Referring to Mr Lewthwaite’s email to Mr Arhin at the time of the changes to working practices, Mr Gill told the hearing: “On reading it, I considered that the tone and contents of the email was disrespectful and also quite threatening’.
Aspects of the email were ‘accusatory and rude’ he added.
“I also considered that the context was threatening as he stated that he believed Mark’s actions were ‘unfair and bullying’ and stated that he would be checking the trust’s bullying and harassment policy, placing these words in capitals, and stated that he may well be bringing this matter up on his return to work, which I felt were designed to intimidate Mark.”
Mr Gill denied the introduction of disciplinary proceedings was prompted by Mr Lewthwaite’s union involvement.
“I would state that, in my view, the claimant’s tone and attitude in his email of 3 April 2012 were disrespectful, bordering on outright rudeness, and were also quite threatening,” he said.
“I am aware that the claimant is alleging that he feels that the decision to refer this email as a potential disciplinary matter was in some way designed to penalise him for, or deter him from, taking part in trade union activities.
“However, this was certainly not the case.
“Although I did not view the claimant’s email of April 3 as being done as part of any trade union activity, being aware that the trust do not recognise any trade union, it was not the fact that the claimant raised concern but the manner in which he did so that led me to refer it as a potential disciplinary matter.
“I would have taken the same action with any member of staff, regardless of whether they had involvement in trade union activities, if they had sent such disrespectful correspondence.
“I have no issue with any member of staff challenging trust decisions but I do expect the challenge to be made courteously.”

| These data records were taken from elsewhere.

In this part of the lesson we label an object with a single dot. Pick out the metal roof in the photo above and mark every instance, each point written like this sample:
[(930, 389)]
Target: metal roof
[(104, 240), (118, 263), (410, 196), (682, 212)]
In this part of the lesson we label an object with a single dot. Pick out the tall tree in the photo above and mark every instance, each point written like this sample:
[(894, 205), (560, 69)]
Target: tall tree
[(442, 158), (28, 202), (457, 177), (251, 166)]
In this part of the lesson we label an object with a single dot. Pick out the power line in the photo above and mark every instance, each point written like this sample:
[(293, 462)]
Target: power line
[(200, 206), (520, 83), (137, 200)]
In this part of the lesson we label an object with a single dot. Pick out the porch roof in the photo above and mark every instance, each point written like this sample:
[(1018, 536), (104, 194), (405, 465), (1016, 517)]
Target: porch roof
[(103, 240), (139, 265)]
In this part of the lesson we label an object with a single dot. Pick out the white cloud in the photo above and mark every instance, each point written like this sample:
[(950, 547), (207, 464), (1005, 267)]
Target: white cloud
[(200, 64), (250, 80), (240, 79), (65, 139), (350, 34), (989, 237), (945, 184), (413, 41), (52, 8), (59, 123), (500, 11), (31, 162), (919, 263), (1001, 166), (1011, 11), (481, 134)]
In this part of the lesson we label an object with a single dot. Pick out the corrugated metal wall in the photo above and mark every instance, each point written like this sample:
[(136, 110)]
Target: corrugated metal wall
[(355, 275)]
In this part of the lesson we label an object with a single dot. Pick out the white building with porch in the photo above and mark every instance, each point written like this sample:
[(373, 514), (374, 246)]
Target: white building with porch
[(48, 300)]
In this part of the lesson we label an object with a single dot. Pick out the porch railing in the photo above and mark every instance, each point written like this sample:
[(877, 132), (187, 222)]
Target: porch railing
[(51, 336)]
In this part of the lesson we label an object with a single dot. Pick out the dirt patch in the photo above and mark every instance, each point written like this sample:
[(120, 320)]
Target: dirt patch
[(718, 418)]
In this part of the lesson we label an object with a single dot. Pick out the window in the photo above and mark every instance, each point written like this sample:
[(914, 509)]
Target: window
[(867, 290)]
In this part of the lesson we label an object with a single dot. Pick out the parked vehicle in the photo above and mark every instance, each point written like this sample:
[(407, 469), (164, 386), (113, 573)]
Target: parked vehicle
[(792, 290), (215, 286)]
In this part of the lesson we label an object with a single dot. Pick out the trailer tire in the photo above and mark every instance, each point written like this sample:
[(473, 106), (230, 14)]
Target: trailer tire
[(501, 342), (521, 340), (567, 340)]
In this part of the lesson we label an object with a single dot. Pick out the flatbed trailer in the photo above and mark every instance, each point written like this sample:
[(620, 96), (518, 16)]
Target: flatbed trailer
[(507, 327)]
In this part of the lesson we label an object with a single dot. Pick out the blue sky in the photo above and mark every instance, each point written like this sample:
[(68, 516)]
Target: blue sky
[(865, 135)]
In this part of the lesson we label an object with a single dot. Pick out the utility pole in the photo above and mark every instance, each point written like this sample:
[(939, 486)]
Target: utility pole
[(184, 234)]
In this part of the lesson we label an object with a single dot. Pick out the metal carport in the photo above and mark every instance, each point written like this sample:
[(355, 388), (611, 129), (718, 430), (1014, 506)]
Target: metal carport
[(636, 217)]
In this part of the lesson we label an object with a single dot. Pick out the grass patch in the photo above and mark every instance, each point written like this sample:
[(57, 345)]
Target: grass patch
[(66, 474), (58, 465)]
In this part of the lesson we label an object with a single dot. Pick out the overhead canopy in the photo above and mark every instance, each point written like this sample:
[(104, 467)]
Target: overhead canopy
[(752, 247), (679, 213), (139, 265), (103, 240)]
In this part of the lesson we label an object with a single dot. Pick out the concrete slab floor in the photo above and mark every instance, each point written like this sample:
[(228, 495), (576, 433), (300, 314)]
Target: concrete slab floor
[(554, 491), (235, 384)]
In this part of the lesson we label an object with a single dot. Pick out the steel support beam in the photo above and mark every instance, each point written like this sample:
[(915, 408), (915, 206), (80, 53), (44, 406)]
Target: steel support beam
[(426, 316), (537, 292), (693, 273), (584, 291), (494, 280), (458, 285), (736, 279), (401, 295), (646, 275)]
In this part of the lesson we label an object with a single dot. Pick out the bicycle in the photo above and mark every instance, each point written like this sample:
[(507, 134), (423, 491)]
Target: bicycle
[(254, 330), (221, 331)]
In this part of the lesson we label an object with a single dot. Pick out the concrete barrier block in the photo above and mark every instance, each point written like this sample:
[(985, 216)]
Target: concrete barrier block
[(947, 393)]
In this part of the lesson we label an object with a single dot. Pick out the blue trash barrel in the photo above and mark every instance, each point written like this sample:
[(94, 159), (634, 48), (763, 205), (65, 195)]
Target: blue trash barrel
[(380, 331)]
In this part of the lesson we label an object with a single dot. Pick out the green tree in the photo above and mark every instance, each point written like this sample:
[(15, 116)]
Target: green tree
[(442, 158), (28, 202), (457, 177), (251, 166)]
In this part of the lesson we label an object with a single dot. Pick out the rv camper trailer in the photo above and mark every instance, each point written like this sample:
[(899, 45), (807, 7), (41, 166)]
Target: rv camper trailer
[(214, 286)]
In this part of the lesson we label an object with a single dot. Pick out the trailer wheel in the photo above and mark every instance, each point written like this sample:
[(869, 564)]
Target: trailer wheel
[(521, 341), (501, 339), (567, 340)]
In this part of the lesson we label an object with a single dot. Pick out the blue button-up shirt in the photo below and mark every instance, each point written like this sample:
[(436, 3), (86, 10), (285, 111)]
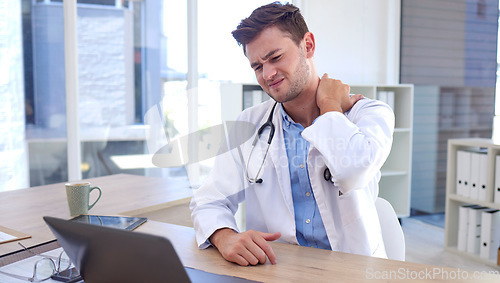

Lisa Riseley, operations business manager for responsive repairs at the trust, was Mr Lewthwaite’s line manager at the time he sent the controversial email.
She was asked by Mr Gill to investigate whether there was a potential misconduct issue and, having seen the email, said she was satisfied the note could be considered rude and disrespectful.
“I know Nigel is pleasant, polite and gentle. This is not how Nigel will normally speak,” she told the tribunal.
Mrs Riseley added: “This is not his normal tone. Knowing Nigel, this is rude.”
Mr Lewthwaite is suing the trust, with whom he is still employed, for a detriment, under trade union membership rules legislation.
The tribunal, being heard by Judge Jessica Hill in Reading, continues today.